On p. 348, he says that he saw many utensils of gold in the house of the Raja or King of Butuan.

On p. 349, we find the following remarks:—

“What most abounds is gold. Valleys were pointed out to me in which by signs they made me comprehend there were more lumps of gold than we had hair on our heads, but that, for the want of iron, the mines exact greater labour to work them than they feel inclined to bestow.”

Coming down to later days, Thomas de Comyn, 1810, writes:—

“Gold abounds in Luzon and in many of these islands; but as the mountains which contain it are in the power of pagan Indians, the veins are not worked, nor even the mines known. These savages collect it from placers or streams, and bring it as dust to the Christians who inhabit the plains, in exchange for coarse cloth or fire-arms, and at times they have brought it in grains of one or two ounces’ weight.

“It is the general opinion that this class of mines abound in the province of Caraga, situated on the east of the great island of Mindanao, and that there, as well as at various other points, gold is found of 22 carat fine.”
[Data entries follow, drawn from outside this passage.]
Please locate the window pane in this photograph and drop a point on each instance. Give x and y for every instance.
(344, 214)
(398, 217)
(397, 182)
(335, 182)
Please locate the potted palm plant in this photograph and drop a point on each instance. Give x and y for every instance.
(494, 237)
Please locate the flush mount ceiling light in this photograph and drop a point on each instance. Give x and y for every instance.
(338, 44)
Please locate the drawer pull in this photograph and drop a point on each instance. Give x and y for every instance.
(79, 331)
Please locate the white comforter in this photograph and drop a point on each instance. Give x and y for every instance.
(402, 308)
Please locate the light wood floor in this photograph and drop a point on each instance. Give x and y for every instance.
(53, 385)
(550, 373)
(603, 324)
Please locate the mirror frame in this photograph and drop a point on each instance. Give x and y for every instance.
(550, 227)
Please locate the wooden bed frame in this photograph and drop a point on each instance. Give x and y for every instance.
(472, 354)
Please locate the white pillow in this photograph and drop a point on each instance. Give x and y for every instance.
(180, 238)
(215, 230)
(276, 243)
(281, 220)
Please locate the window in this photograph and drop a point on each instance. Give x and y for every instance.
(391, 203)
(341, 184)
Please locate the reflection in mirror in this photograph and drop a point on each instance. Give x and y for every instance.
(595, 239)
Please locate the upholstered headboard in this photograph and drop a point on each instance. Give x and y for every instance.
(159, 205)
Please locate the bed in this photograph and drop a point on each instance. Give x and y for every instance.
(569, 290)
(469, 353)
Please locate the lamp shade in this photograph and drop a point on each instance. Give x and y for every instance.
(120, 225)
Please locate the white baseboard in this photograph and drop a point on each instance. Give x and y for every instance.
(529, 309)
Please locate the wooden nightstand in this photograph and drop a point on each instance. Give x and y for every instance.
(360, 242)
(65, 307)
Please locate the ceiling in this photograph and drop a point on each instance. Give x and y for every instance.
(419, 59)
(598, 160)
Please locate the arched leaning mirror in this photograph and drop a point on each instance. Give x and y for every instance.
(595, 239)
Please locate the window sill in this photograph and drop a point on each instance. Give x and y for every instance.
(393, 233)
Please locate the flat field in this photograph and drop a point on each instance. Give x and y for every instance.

He states that the Royal Fifth, or rather Tenth (for it was found the mines could not pay a fifth, and it was reduced by half), in the year 1809 amounted to $1144. This would represent an extraction of gold equal to only $11,440; but this was probably but a small part of the whole, as from the circumstances of the case the gold dust from the washings would be surreptitiously disposed of, and only the few mines that were worked, paid the tax. I had occasion, about twelve years ago, to make inquiry how much gold was raised in Camarines Norte, and a person well-informed on the subject estimated it at a value of $30,000 gold dollars.

Gold is certainly very widely distributed in the islands. I have seen women washing the sands of the River San José del Puray in the province of Manila, and noted what small specks they collected. I was informed that their average earnings were about 25 cents per day. Whether these sands could be dredged and washed mechanically on a large scale with profit I cannot say.

In 1890, I ascended the Puray River and went up the Arroyo Macaburabod to where it bifurcates. There, close to the boundary of the province of Manila and district of Moron, I found a face of disintegrated quartz glittering with large crystals of iron pyrites.

This was near a geological frontier where the igneous and sedimentary rocks joined, and the neighbourhood was highly mineralized, there being iron, coal, and gold within a short distance. I took a large number of samples, and the analyst Anacleto del Rosario declared that one of them gave an assay of 17 dwts. of gold to the ton. But of course such assays prove nothing, for the accidental presence of a grain of gold in the sample would make all the difference in the results.